This document provides an overview of Resilient Ethernet Protocol (REP).
Desktop Switching Business Unit (DSBU) Metro Switches (3750ME and ME3400) Release 12.2(40)SE and later
Cisco Catalyst 4500 Series Switch Release 12.2(44)SG and later
Cisco Catalyst 6500 Series Switch Starting in Whitney2 (12.2SXI)
Cisco Catalyst 7600 Series Router Starting in Cobra (12.2SRC)
REP is a protocol used in order to replace the Spanning Tree Protocol (STP) in some specific Layer 2 network designs. The most current STP specification is Multiple Spanning Trees (MST), defined in 802.1Q-2005. Users who want an alternative to MST have these legitimate concerns:
STP considers a bridged domain as a whole. As a result, a local failure is recovered if you change the state of an arbitrarily remote link. The apparent unpredictability of STP is only mitigated if you segment the bridged domain in small, independent pieces. Unfortunately, this is complex, if not impossible, to achieve without the removal of some key features from the Spanning Tree (like preventing loops in all scenarios).
STP convergence might seem slow for service providers who expect recovery times of 50 milliseconds (ms), which common in circuit-switching technologies. This slowness is not caused by the protocol itself; the platforms require optimization in order to run STP in a more efficient way. In the meantime, there need to be new solutions that work around platform limitations.
The MST load-balancing configuration is not flexible. In order for MST to achieve instance load-balancing, all the bridges must be part of the same region. Regions are defined by user configuration, and there is no way to modify the MST configuration on a switch without the introducion of some reconvergence in the network. This could be worked around by careful pre-configuration, and to a limited extent, by the use of other protocols such as VLAN Trunk Protocol (VTP) v3.
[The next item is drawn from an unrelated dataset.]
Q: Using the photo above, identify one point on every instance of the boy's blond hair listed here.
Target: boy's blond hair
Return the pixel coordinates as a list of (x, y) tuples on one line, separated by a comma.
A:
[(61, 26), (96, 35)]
Here are some of the benefits of REP:
REP offers these convergence times:
3750ME converges between 20ms and 79ms
ME3400 converges between 40ms and 70ms
Works on existing hardware
Predictable, blocked ports
Here are some of the limitations of REP:
No protection against misconfiguration (easy to create loops)
Limited amount of redundancy (only able to withstand one link failure)
Cannot discover global topology (only segment topology)
REP uses a segment as a minimal network building block. A segment is simply a collection of ports chained together. Only two ports can belong to a given segment on a bridge, and each segment port can have a maximum of one external neighbor. The definition of the segment is entirely achieved by user configuration. The segment is terminated by two edge ports that are also determined by the user. The REP protocol that runs on segments is as minimal as possible and only guarantees these properties:
If all the ports in the segment are online and operational, a single one of them logically blocks traffic for each VLAN.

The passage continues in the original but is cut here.